Istana Gubuk

20 2 0
                                    

Namaku Hinata, Aku seorang lelaki yang tentu saja bukan perempuan. Teman-teman menyebutku Nata. Namun berbeda dengan seseorang yang kerap kali memanggilku dengan sebutan Hina. Terkadang aku merasa kesal, begitu hinanya aku dengan nama Hina itu.

Ditengah teriknya siang, aku menyusuri jalanan kota dengan motor klasik pemberian Kakekku empat tahun lalu. Meski panas ini cukup menyiksa, namun aku harus tetap melakukannya.

Cukup lama, hingga aku tiba disebuah cafe. Aku mulai memasuki pintu cafe itu sambil pandangan mataku berkeliling disetiap sudutnya. Namun yang kucari tak kutemukan jua karena mungkin pengunjung cafe hari ini lebih ramai dari biasanya. Aku masih mematung seperti anak yang kehilangan ibunya di tempat umum.
Tak lama kemudian aku mendengar teriakan.
"Hinaaa.. Aku disini." Teriak seseorang dari sudut cafe bagian belakang. Seketika suasana menjadi hening.

Aku langsung menoleh kearahnya, semua orang menatapnya dengan aneh. Pasalnya ia seperti tak punya malu berteriak dengan keras. Ia melambaikan tangan ke arahku sambil berkata,
"Hina, kemarilah!" Kini semua orang beralih menatap ke arahku.

Aku hanya tersenyum kaku, dan melambaikan tangan dengan ragu. Nafasku terhenti sesaat sampai suasana cafe kembali seperti semula.
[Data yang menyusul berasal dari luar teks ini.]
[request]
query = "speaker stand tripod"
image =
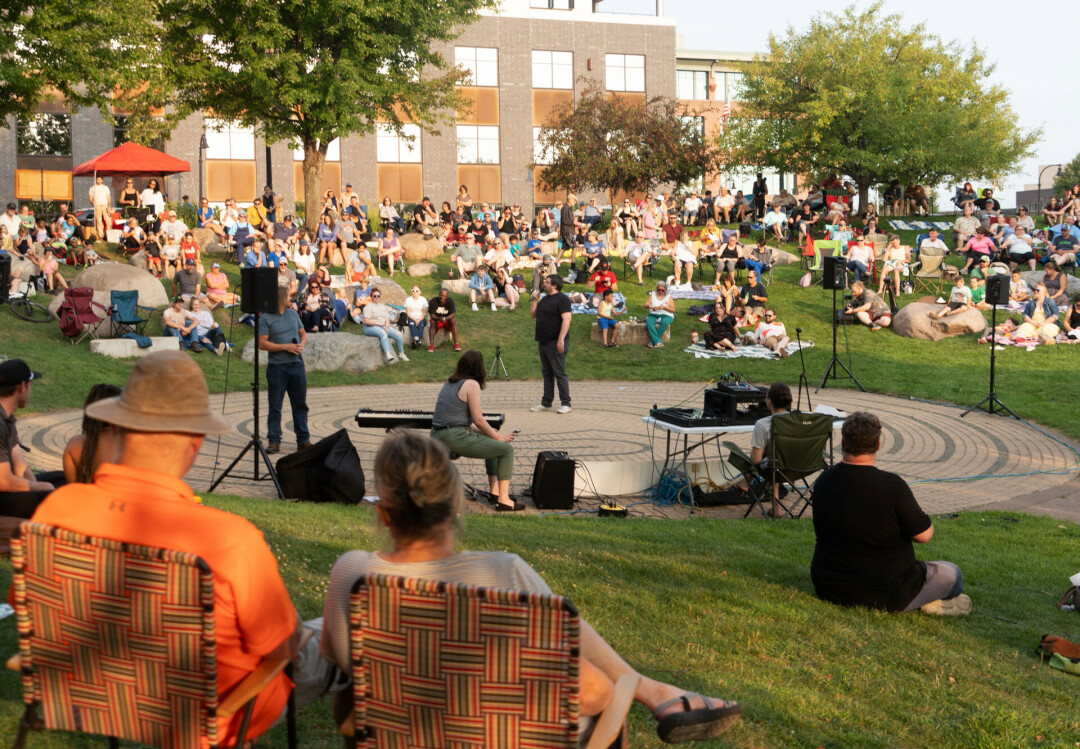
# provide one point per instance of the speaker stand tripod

Aku menghampirinya yang tengah menyesap coffee latte kesukaannya. Hingga nampak kumis putih diatas bibirnya. Aku tertawa kecil, hingga ia bertanya.
"Apa ada yang salah?"

"Tidak, hanya saja kamu menggemaskan." Kataku yang membuat pemilik pipi chubby itu seperti udang rebus.

"Diluar panas ya," Aku mengipas ngipas kaos hitam yang kukenakan.

"Iya, makanya aku memesan kopi panas." Ucapnya dengan santai. Aku kembali tersenyum, namun dia hanya menatapku penuh tanda tanya.

Gadis berambut sebahu dengan poni depan yang sedang duduk dihadapanku ini bernama Asmirah. Gadis berusia 21 tahun, yang berdarah Jepang namun memiliki nama seperti orang Jawa. Berbeda denganku, nama seperti Jepang namun asli Jawa. Ayah dan Ibunya pindah ke Indonesia setelah mereka menikah, jadi tentu saja Asmirah kelahiran Indonesia.

Aku pernah bertanya kepada Asmirah mengapa orang tuanya memberi nama seperti orang jawa. Ia menjawab bosan dengan nama Jepang, orang tuanya ingin yang berbeda makanya ia diberi nama Asmirah yang berarti indah bagai batu permata. Memang benar sesuai dengan orangnya. Matanya kecil dan bercahaya, senyumnya manis dan kulitnya putih.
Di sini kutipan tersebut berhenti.